Objective-C is an object-oriented language that extends C with Smalltalk-style messaging syntax, and for decades it was the primary language for building applications on Apple's platforms, including macOS and iOS, before Apple introduced Swift in 2014 as its intended successor. It uses square-bracket message-passing syntax rather than the dot-notation method calls common in most other object-oriented languages, and it retains full interoperability with plain C, letting Objective-C code call C libraries directly without a bridging layer.
Even as Swift has become the default choice for new Apple platform development, Objective-C hasn't disappeared, largely because so much existing code, including large portions of Apple's own frameworks and countless mature third-party libraries, was originally written in it. Objective-C and Swift can coexist in the same project through bridging headers, which lets teams gradually migrate legacy codebases to Swift rather than rewriting everything at once, or simply keep stable, working Objective-C code in place indefinitely.

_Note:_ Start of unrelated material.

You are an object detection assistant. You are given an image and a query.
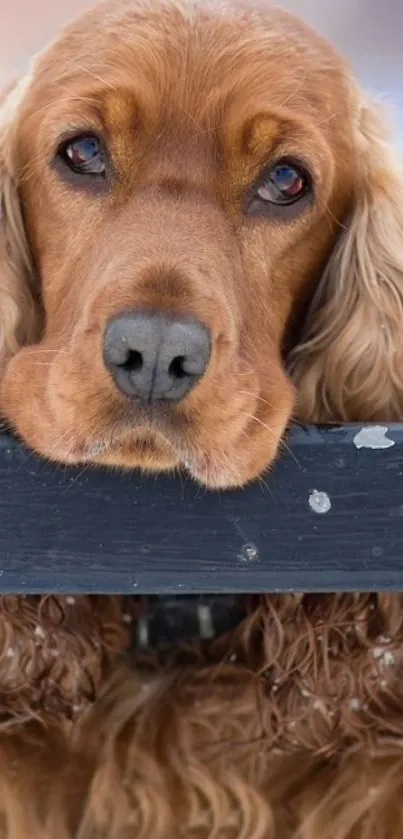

Cross-platform mobile frameworks in particular still rely on Objective-C for their iOS integration layers. React Native and Expo both use Objective-C in parts of their native iOS bridge code, since it interfaces directly with Apple's underlying platform APIs. Flutter also includes Objective-C in its iOS embedding layer, and OBS Studio uses it for macOS-specific screen capture and system integration code that needs direct access to native Apple frameworks.